If the couple talk it over with a doctor and decide to go ahead, the uncle has done his duty and need say no more. They can have their big wedding and, if need be, quietly have a second official wedding in another state on their honeymoon. Indeed, if need be, they can move to another state.

And what does the groom have to tell his parents? Nothing, if he wants to leave them with their image of a happy parental unit.

Alex said...

Perversions galore
Grace the pages of Prudie.
Dear Abby she ain't.


Ah the judgmental hordes!

n.n said...

jimbino:

You're right. It is a product of incestophobia. Brothers and sisters, as well as fathers and daughters, should be able to have a loving, sexual relationship. If the sister or daughter get pregnant, then they can abort the developing human life without cause or due process, thereby negating any concern for a dysfunctional genetic convergence. And if they still desire heirs or offspring, they always have the option of adoption or artificial insemination from an available donor, respectively.

The important question is: why would they or anyone want to have children? They can have sexual relations without consequence (e.g. reproduction). They can look forward to public assistance or entitlements when they are disabled or old. In fact, there are extensive incentives offered in order to avoid breeding, and only a series of punishments to be suffered otherwise.
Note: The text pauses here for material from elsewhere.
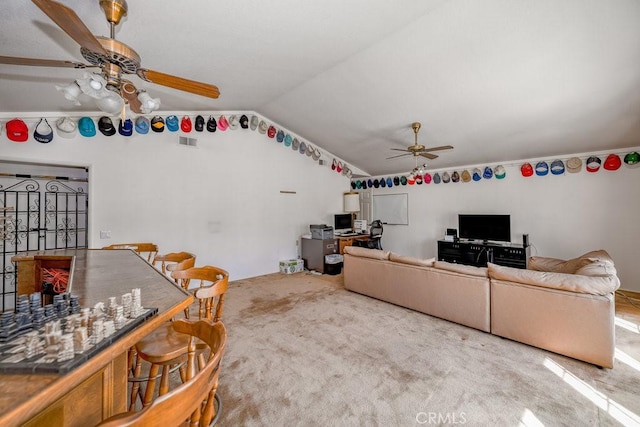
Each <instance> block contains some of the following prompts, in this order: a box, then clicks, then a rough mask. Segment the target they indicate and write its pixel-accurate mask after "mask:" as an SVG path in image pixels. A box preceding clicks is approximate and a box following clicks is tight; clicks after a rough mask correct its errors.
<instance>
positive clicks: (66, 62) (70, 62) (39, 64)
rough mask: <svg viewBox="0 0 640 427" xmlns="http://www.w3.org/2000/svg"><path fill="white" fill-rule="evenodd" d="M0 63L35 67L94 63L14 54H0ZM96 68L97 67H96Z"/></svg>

Who would voluntarily reject the former and accept the latter?

That said, should there be any boundaries? What are the revised criteria to define fitness and value to viability and society, respectively?

Welcome to the new normal. Let the grand experiment proceed.

n.n said...

I have a pressing question, which begs to be answered. What motivates people who claim to act with a purely "objective" perspective (i.e. without faith and untainted by ego)? Are they afraid of death, the perception of pain, or is it out of spite?